Kibice Lechii nie mogli być zadowoleni z postawy swoich zawodników - z Górnikiem gdańszczanie zagrali rezerwowym składem i ponieśli zasłużoną porażkę 1:3. Dwie bramki - w 33. oraz 85. minucie - zdobył Ousmane Sow. I to właśnie po tym drugim golu z tzw. trybuny "Zielonej" poniosła się przyśpiewka ultrasów Lechii. "J***ć murzyna, Lechia to biała drużyna".
REKLAMA
Zobacz wideo Marcin Bułka nagle stracił przytomność. "Łóżko było całe mokre"
Rasistowski skandal na meczu Pucharu Polski. Co zrobi PZPN?
Bądźmy uczciwi - nie wszyscy kibice śpiewali tę przyśpiewkę, choćby nie cała "Zielona". Problem w tym, iż inicjatywa jej zaśpiewania wyszła od strony osób prowadzących doping, a więc tych, które decydują o tym, jak on wygląda na stadionie. W Gdańsku już jakiś czas temu zmienili się kibice za to odpowiedzialni - rzadkością nie jest opinia, iż na gorsze. Jej zwolennicy wczoraj tylko się utwierdzili w tym przekonaniu.

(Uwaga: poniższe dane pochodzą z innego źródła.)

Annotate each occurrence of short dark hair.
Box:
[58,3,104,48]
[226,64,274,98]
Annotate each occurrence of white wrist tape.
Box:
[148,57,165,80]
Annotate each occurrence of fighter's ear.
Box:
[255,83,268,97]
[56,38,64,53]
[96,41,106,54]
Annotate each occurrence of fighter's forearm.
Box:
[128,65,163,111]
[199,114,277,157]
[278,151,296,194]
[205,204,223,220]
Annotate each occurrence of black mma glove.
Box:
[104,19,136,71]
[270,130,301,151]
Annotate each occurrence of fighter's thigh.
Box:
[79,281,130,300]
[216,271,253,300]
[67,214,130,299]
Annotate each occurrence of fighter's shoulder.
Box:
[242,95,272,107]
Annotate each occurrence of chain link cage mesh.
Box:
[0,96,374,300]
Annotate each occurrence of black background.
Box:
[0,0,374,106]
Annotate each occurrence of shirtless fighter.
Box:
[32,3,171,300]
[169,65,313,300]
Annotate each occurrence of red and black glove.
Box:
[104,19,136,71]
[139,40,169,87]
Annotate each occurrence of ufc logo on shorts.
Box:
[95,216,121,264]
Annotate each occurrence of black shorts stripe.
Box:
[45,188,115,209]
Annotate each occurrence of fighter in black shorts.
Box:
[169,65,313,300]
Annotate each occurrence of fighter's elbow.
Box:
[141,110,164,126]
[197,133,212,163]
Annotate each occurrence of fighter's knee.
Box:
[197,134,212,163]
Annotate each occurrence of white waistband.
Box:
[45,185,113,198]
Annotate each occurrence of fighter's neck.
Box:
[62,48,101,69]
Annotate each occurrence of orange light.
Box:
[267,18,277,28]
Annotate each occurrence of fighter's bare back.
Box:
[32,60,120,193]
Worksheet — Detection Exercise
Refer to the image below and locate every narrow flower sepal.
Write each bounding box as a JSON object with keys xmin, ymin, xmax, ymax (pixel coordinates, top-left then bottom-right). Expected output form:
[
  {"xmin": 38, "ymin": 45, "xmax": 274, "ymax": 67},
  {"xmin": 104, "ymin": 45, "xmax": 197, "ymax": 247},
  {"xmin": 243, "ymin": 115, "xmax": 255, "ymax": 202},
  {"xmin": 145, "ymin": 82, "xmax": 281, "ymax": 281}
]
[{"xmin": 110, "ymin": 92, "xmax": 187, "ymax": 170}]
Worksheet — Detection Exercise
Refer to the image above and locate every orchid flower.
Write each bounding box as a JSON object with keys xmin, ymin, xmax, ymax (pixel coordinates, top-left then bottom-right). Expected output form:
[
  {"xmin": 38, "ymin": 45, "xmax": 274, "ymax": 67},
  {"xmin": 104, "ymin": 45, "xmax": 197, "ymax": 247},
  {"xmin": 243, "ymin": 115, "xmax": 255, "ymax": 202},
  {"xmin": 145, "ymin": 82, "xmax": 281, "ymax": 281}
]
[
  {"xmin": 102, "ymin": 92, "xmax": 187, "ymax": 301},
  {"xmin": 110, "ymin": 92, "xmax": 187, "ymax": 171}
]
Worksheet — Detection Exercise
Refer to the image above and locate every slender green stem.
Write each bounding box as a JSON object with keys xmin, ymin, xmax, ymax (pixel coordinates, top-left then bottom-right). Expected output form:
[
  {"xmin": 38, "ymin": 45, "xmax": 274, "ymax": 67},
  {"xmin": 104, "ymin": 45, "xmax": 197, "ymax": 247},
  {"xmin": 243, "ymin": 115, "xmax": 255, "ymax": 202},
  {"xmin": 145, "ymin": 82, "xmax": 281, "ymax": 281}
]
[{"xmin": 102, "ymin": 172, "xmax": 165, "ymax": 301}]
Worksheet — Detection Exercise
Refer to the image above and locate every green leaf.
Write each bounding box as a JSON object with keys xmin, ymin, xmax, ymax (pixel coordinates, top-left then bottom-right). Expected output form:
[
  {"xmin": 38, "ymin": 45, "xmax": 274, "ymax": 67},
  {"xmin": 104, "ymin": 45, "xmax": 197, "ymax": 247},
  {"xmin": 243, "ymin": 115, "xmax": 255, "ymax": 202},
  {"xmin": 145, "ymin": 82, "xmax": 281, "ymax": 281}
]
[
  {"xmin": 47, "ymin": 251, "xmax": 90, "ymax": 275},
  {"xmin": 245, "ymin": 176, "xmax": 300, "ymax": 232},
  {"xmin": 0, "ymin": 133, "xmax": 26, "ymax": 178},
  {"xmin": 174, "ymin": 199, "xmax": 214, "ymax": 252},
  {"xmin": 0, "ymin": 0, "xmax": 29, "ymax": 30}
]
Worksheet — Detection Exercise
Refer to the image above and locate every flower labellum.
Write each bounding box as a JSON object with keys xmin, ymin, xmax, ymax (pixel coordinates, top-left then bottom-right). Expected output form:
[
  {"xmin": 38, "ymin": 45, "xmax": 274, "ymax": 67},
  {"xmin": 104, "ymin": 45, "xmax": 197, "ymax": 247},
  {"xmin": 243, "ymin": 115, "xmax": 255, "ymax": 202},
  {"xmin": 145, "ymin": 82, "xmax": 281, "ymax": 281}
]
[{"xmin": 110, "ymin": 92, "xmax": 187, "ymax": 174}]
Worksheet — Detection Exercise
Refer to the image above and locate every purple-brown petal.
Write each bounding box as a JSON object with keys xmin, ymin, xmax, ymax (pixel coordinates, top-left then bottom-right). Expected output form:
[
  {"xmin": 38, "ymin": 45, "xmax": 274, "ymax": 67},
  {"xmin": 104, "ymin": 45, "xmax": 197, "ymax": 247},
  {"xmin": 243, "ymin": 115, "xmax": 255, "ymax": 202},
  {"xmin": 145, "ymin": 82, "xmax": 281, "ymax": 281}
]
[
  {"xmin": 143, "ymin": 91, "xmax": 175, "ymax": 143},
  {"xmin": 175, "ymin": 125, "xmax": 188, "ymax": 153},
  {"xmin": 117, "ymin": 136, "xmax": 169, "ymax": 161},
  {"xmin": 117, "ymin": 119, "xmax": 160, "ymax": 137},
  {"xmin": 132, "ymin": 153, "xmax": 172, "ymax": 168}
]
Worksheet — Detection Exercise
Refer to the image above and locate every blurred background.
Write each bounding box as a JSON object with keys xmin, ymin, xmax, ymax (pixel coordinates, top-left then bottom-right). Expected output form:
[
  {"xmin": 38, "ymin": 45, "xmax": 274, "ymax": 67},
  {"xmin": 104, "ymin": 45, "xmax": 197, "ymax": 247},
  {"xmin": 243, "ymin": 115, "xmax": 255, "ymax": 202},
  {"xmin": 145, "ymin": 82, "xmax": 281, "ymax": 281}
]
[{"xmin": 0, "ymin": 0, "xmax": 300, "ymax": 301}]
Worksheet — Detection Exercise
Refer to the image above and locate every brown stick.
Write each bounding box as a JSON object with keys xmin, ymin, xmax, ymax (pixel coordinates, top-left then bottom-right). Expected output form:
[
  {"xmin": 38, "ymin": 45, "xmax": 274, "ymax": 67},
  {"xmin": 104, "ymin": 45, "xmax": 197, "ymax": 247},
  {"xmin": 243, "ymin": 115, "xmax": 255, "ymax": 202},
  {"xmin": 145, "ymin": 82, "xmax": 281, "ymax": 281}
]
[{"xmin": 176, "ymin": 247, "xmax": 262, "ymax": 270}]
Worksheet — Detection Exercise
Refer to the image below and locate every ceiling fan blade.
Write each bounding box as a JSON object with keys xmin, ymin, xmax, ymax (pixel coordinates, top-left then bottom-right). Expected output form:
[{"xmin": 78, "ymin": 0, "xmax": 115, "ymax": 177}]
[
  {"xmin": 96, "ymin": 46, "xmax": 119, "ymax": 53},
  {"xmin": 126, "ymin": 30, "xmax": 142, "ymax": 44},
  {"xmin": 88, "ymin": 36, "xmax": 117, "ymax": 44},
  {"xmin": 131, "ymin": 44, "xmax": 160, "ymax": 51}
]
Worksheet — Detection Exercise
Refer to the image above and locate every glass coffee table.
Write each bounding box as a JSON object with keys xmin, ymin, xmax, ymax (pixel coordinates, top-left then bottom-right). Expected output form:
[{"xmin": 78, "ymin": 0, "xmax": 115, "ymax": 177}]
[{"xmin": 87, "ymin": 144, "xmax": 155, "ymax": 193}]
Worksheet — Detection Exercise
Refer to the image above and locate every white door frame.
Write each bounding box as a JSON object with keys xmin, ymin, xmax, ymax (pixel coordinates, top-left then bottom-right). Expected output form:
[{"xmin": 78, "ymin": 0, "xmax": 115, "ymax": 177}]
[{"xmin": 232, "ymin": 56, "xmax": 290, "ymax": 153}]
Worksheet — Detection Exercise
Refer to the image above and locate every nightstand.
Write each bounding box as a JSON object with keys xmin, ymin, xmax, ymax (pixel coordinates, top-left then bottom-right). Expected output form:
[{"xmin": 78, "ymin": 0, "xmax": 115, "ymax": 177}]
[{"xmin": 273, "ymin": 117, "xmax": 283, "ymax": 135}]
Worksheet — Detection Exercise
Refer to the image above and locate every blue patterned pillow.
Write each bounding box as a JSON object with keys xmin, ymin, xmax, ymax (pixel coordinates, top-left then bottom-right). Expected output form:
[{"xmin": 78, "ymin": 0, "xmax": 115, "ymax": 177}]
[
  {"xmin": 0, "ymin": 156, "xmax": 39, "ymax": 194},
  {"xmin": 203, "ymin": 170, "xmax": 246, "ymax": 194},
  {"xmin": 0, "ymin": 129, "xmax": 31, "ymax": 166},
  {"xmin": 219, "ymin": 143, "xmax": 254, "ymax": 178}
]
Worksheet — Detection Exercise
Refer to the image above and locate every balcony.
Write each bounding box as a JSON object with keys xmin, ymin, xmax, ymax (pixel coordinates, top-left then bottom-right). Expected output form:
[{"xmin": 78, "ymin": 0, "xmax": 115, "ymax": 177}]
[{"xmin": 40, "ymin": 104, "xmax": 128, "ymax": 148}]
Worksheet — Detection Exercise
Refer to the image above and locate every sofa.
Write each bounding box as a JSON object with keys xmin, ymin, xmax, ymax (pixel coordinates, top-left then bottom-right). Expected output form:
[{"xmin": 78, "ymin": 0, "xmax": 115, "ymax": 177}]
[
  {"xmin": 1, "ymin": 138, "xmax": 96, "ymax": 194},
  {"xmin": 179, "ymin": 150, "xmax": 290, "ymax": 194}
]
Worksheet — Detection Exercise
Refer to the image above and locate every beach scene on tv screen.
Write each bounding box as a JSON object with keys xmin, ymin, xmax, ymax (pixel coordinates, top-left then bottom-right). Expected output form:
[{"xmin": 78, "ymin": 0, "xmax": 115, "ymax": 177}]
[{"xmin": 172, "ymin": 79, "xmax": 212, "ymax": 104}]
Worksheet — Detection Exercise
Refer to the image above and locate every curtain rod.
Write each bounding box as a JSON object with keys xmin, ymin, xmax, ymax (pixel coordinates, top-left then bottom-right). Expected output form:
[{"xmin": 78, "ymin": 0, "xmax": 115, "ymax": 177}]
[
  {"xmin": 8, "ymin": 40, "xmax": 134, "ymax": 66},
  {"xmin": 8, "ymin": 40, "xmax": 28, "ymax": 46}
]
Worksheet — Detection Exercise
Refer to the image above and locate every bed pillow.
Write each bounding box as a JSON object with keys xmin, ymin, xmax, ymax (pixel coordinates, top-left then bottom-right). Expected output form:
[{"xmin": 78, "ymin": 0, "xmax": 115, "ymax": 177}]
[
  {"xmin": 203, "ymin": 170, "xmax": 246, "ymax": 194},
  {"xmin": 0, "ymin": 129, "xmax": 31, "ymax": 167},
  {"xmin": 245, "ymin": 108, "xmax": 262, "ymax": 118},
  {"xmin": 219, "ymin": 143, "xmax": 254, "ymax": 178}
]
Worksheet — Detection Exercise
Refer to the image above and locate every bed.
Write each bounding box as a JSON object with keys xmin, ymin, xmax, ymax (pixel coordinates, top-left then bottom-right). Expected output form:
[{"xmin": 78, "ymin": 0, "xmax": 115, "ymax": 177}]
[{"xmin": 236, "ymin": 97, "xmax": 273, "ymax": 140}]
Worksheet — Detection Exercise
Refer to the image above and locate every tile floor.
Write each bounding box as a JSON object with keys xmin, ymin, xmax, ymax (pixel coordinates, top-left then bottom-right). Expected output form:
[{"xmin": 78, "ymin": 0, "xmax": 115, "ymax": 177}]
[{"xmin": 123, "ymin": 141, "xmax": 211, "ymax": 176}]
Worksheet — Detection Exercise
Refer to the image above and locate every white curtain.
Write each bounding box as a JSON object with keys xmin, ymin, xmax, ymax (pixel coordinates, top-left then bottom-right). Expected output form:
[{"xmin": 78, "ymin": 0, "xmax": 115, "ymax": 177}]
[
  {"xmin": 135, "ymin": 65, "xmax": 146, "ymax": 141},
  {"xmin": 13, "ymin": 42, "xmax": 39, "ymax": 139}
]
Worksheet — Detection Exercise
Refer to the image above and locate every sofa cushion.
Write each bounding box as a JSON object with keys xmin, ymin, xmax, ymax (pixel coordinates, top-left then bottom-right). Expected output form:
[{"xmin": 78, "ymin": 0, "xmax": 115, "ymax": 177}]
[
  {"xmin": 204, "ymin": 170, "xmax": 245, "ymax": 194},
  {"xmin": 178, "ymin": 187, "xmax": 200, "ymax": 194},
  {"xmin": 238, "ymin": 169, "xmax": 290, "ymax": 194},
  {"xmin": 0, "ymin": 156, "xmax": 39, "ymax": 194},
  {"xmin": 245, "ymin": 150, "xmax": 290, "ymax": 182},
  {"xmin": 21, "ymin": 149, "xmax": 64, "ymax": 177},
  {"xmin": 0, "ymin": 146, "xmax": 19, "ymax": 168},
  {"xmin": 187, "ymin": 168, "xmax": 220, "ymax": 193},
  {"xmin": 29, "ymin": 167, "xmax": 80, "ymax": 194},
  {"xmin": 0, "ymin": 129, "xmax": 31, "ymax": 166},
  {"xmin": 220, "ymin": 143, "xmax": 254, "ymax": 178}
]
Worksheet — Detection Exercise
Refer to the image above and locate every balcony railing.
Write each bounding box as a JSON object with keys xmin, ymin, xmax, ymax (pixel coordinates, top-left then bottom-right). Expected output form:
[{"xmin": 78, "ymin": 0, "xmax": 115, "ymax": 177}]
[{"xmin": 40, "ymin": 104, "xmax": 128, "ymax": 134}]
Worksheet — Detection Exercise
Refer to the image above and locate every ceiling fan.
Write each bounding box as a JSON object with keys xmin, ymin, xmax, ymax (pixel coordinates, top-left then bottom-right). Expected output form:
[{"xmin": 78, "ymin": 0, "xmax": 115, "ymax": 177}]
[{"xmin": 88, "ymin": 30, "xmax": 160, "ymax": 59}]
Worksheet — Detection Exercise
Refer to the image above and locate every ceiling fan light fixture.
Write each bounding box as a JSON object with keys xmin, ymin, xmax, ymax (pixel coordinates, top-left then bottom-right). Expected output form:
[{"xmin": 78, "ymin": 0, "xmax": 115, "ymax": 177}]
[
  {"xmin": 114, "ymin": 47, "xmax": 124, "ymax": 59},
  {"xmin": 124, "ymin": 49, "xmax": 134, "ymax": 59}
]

Bo nie jest to pierwszy w ostatnim czasie skandal z udziałem ultrasów Lechii Gdańsk. W meczu z Cracovią padały okrzyki "do gazu". Wróciły też małpie okrzyki, gdy przy piłce jest czarnoskóry piłkarz rywala. Jesteś kibicem Lechii i ci się to nie podoba? W najlepszym wypadku usłyszysz, iż nie powinno się o tym głośno mówić, bo "nie s... się we własne gniazdo" - z jakiegoś powodu to robią osoby zwracające uwagę na istnienie problemu, a nie ludzie, którym na trybunie dopingowej odbiera rozum.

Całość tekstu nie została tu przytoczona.